Une grève aux effets immédiats sur les malades
La paralysie du centre, lundi, a eu des répercussions directes sur la prise en charge des patients. Selon Isaac Nyakulinda, président de la société civile de la chefferie des Bahema d’Irumu, « une seule journée de grève a déjà causé des dégâts. Des malades n’ont pas pu accéder au centre. Certains sont décédés à domicile faute de soins. » Ces propos illustrent la vulnérabilité des communautés face à une maladie aussi contagieuse qu’Ebola, où chaque heure compte pour isoler les cas suspects et briser les chaînes de transmission. Dans une zone où l’accès aux structures de santé reste limité, le centre de Rwampara joue un rôle crucial pour contenir l’épidémie. Son interruption, même brève, expose les habitants à un risque accru de propagation du virus, les malades ne pouvant bénéficier d’une prise en charge rapide et adaptée.
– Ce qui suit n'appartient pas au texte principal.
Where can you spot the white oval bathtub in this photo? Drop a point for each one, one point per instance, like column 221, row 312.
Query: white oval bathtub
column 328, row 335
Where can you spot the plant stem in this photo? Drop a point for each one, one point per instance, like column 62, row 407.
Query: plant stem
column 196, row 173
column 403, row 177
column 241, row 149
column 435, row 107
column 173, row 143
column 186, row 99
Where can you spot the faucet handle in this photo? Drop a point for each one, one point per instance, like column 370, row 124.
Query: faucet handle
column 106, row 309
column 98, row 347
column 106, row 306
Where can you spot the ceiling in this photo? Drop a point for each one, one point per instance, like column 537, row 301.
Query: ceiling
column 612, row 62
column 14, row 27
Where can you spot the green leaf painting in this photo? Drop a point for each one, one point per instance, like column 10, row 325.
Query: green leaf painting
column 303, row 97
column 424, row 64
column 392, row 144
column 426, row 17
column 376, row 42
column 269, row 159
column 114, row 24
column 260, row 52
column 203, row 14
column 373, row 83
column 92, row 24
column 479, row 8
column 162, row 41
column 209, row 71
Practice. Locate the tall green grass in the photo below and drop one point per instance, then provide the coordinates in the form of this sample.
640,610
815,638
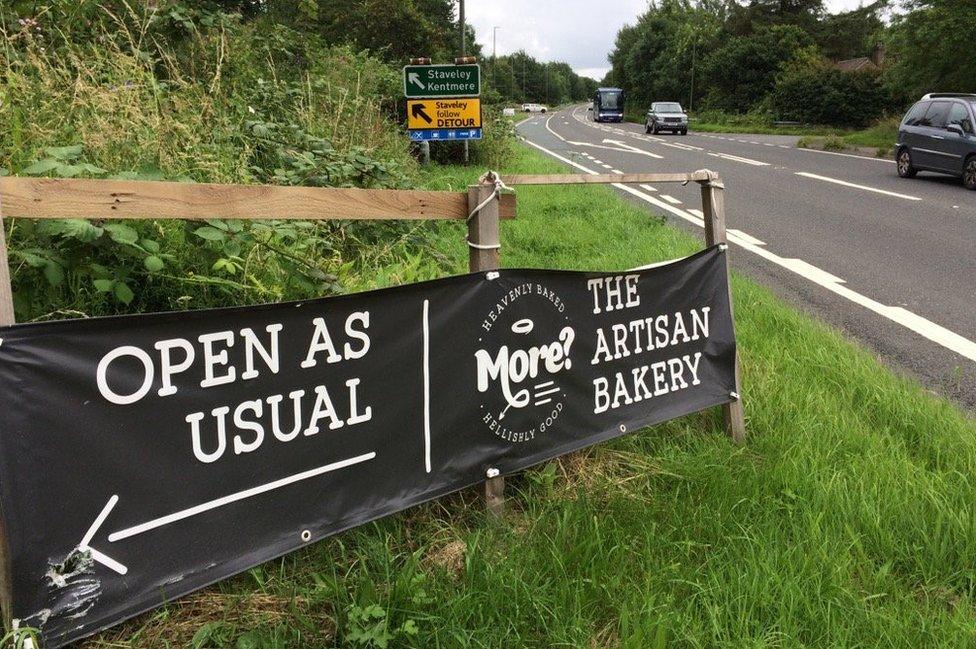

Un ultimatum de 72 heures et une promesse non tenue
La reprise du travail ce mardi est donc assortie d’une condition claire : les équipes de riposte exigent du Gouvernement le règlement de leurs arriérés de primes dans les trois jours. Cette revendication n’est pas nouvelle. Récemment, le ministre national de la Santé, en déplacement à Bunia, s’était engagé à résoudre rapidement ce problème. Mais à ce jour, aucune concrétisation n’a été observée, laissant les prestataires dans l’expectative et la population dans l’angoisse d’un nouveau blocage. Ce décalage entre les promesses officielles et la réalité du terrain alimente un climat de défiance, alors que la riposte contre Ebola en Ituri nécessite une mobilisation constante et des moyens humains suffisants. Sans paiement, la motivation des équipes s’érode, menaçant la continuité des soins.
La responsabilité du Gouvernement engagée
Face à cette situation, la société civile hausse le ton. Isaac Nyakulinda prévient : « Nous exigeons du Gouvernement qu’il réponde rapidement aux revendications des équipes de la riposte. Sinon, nous le tiendrions pour responsable de toute perte en vies humaines si le centre venait à refermer. » Cet avertissement souligne le risque sanitaire majeur que ferait peser une fermeture, même temporaire, du centre de Rwampara, seul point de prise en charge spécialisé dans cette zone de l’Ituri. Pour les habitants, l’accès aux soins dépend désormais de la capacité des autorités à honorer leurs engagements financiers dans les heures à venir. La situation met en lumière les défis logistiques et financiers de la riposte, où le non-paiement des primes peut rapidement se traduire par des pertes humaines évitables.